Format String Attacks Demystified

Format string vulnerabilities happen when user-controlled input ends up as the first argument to printf(). Instead of printing text, the attacker reads or writes arbitrary memory.

We demonstrate reading the stack with %08x specifiers, then escalate to an arbitrary write using %n. The write-what-where primitive turns a seemingly harmless logging call into full code execution.

The fix is trivial: always pass a format string literal. printf("%s", buf) instead of printf(buf). Yet this class of bug resurfaces in embedded firmware to this day.

Why does this still happen? Because logging code is often treated as harmless, copied fast, and reviewed late.

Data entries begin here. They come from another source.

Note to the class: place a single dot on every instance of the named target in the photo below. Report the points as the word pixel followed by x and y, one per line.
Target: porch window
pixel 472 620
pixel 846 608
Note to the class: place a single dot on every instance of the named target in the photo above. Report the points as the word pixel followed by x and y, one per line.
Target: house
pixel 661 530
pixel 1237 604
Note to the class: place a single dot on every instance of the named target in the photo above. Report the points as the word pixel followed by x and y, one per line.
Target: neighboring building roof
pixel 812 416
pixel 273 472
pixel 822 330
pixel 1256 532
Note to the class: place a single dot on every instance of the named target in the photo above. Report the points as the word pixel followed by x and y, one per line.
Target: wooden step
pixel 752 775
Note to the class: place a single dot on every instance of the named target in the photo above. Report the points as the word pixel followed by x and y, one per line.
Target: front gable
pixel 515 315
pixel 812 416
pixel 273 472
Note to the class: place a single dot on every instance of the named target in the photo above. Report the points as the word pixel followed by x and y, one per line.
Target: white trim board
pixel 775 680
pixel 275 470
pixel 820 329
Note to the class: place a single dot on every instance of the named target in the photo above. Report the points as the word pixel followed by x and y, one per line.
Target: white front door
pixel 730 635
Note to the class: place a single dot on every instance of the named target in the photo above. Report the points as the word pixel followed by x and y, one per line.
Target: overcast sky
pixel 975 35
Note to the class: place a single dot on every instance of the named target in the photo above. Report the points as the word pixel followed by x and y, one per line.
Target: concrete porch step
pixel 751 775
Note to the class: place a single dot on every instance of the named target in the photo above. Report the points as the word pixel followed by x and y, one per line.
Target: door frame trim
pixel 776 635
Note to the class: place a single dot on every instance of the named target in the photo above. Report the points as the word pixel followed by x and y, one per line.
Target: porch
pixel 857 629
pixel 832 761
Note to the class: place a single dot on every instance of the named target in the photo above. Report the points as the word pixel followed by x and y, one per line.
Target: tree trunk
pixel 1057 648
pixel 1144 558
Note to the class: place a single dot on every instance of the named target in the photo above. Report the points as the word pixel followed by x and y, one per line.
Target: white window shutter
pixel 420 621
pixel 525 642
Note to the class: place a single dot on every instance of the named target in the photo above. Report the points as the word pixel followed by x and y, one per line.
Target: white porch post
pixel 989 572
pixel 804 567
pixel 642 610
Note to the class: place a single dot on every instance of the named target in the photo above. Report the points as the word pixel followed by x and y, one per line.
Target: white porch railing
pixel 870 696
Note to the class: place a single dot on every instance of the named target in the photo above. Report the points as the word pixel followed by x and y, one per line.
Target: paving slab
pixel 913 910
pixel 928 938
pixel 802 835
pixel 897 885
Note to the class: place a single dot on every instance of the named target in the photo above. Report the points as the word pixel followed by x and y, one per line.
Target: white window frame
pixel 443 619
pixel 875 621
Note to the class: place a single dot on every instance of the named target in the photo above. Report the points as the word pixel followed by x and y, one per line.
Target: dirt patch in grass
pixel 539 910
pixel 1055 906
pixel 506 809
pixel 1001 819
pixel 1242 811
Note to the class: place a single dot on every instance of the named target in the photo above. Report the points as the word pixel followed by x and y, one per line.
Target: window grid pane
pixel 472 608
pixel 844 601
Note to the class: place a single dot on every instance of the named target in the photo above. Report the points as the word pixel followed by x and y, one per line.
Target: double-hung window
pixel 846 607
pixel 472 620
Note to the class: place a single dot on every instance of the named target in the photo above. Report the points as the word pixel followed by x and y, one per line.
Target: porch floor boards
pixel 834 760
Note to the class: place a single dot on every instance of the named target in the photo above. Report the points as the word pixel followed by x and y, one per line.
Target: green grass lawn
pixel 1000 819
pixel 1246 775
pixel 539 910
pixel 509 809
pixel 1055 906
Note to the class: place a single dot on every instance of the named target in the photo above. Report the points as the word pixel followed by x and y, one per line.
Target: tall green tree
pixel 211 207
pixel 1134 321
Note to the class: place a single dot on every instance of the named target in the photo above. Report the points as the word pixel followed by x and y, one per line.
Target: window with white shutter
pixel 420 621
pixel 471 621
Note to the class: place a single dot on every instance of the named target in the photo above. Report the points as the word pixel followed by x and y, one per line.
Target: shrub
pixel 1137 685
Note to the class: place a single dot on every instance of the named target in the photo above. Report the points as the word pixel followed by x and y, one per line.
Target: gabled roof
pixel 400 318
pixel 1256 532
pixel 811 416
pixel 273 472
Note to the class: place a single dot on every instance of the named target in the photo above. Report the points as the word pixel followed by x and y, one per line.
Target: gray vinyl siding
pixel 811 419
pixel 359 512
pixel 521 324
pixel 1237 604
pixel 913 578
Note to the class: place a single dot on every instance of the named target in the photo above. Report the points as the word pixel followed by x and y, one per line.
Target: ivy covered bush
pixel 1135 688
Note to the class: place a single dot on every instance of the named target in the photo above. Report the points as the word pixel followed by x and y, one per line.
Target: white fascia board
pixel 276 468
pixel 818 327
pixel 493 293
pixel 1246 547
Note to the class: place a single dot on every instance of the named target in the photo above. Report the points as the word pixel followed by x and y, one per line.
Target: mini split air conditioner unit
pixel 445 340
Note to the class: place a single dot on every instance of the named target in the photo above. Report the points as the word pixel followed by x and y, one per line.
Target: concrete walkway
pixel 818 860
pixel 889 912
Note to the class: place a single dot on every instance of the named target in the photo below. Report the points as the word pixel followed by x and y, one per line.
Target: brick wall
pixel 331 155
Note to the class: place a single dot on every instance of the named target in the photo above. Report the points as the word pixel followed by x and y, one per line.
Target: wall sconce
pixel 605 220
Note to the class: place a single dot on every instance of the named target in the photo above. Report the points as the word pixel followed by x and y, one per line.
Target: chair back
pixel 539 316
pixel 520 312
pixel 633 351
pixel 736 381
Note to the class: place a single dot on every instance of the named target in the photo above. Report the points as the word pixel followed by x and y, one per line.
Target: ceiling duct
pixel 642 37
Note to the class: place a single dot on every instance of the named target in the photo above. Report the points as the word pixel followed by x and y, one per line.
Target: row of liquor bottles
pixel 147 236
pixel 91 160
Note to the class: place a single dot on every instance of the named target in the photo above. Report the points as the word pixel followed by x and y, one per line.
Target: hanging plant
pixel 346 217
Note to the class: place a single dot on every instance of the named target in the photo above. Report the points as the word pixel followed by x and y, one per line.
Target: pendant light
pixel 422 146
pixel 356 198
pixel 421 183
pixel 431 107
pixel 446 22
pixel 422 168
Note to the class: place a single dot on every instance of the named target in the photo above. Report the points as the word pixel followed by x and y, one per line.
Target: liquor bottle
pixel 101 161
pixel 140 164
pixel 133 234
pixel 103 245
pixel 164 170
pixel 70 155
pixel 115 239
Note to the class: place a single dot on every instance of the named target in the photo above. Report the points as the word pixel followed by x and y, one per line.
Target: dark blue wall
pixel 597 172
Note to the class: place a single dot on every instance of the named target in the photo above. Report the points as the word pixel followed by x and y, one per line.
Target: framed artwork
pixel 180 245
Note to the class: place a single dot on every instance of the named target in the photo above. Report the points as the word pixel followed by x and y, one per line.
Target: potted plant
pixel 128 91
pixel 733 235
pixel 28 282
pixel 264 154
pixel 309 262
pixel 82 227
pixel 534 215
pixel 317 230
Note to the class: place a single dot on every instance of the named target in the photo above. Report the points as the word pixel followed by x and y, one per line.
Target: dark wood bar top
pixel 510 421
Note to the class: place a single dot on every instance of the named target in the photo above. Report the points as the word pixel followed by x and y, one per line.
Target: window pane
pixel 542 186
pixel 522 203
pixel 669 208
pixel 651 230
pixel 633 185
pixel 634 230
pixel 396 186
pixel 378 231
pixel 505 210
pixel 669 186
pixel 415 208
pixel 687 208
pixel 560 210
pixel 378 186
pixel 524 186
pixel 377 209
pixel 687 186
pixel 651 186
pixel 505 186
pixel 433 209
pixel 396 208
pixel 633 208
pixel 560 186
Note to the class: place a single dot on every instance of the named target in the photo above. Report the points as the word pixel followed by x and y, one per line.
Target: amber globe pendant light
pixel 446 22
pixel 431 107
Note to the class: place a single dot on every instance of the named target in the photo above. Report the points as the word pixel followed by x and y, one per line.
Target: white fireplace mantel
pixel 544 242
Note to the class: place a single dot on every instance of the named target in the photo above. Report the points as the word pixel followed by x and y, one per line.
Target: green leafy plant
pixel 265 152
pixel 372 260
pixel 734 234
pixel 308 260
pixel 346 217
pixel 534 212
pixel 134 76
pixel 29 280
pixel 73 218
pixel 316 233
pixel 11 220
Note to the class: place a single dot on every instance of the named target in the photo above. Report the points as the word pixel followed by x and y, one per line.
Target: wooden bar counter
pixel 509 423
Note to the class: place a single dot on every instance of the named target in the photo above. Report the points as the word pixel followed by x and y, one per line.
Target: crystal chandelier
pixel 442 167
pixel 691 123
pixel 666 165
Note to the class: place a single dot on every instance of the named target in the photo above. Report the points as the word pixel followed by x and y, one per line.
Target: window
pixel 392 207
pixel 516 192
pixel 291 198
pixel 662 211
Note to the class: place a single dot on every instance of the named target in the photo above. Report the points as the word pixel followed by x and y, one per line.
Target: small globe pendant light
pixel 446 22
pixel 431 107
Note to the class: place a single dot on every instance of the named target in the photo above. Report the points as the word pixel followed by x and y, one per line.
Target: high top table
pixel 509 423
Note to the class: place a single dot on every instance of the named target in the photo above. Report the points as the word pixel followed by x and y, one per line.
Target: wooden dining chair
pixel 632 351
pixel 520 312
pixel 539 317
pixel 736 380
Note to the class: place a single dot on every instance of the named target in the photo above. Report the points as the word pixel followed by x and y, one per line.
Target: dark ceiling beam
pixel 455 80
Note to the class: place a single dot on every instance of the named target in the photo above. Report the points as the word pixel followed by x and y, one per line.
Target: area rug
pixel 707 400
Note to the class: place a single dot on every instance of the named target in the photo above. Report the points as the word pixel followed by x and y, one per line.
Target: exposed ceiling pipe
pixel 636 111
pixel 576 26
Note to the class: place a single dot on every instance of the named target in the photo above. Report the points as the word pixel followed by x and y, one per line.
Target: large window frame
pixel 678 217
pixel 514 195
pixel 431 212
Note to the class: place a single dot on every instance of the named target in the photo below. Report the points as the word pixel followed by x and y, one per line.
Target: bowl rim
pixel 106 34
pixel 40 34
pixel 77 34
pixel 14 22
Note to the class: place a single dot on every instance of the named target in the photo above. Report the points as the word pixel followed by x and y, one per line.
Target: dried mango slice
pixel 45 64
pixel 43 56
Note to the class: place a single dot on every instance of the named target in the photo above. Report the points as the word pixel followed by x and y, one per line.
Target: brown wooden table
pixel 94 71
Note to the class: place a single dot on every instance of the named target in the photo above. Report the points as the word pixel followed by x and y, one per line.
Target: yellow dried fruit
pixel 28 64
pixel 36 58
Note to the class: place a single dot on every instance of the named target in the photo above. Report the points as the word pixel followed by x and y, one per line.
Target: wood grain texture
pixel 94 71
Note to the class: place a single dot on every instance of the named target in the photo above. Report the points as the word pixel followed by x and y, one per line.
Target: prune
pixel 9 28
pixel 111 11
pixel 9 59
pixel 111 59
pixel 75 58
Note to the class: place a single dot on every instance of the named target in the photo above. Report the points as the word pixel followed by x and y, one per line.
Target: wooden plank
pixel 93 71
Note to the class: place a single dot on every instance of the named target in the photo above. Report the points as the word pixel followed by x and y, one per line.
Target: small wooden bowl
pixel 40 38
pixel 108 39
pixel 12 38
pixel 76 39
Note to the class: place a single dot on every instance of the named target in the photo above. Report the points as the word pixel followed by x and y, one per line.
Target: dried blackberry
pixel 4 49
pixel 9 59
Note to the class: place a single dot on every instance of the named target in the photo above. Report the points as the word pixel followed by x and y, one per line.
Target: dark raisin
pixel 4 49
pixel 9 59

In small C projects, developers optimize for speed of implementation and forget that formatting functions are tiny parsers with side effects.

Exploitation ladder

Typical progression in a lab binary:

Leak stack values with %x and locate attacker-controlled bytes.
Calibrate offsets until output is deterministic.
Use width specifiers to control write count.
Trigger %n (or %hn) to write controlled values to target addresses.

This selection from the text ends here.